A Volkswagen, segunda maior montadora do mundo e prestes a completar 100 anos de história, pode estar a um passo de realizar uma das mais drásticas e dolorosas reestruturações de sua trajetória. Pressionada pela mudança do cenário global e pela concorrência asiática, a gigante alemã estuda medidas extremas para conter gastos.
De acordo com informações divulgadas por órgãos de imprensa alemães e agências internacionais nesta sexta-feira (26), o grupo automotivo avalia o fechamento de quatro fábricas na Alemanha e uma ampliação severa nos cortes globais, que podem atingir a marca de 100 mil empregos eliminados até o final desta década.
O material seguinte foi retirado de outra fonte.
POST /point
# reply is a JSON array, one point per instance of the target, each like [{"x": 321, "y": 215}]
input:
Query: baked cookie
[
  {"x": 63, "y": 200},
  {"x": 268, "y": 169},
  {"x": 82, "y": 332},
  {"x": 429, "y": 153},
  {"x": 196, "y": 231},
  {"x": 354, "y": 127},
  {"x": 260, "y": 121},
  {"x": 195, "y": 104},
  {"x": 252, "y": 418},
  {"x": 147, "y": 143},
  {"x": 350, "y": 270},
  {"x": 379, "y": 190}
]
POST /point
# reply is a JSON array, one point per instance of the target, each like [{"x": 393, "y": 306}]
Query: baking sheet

O “Efeito China” e a busca por competitividade
Segundo a agência de notícias Reuters, o pacote de medidas visa recuperar a competitividade do grupo, especialmente nas operações europeias. O mercado local tem sofrido forte impacto com a ascensão rápida e agressiva das marcas chinesas, que oferecem veículos eletrificados a preços muito inferiores.
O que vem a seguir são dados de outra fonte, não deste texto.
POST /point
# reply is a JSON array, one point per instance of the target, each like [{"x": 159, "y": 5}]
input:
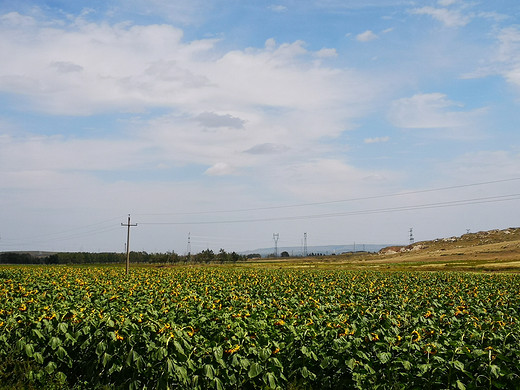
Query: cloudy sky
[{"x": 228, "y": 120}]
A revista alemã Manager Magazin revelou que o plano de reestruturação inclui o eventual encerramento das atividades produtivas nas cidades de Hanover, Zwickau, Emden e Neckarsulm — esta última, a principal base produtiva de modelos da Audi. Caso o fechamento dessas unidades seja aprovado, o movimento poderá resultar em 45 mil demissões, somando-se aos 50 mil cortes já acordados anteriormente com os sindicatos trabalhistas.
Espera-se que o futuro da operação seja definido na próxima reunião da cúpula da empresa, marcada para 9 de julho.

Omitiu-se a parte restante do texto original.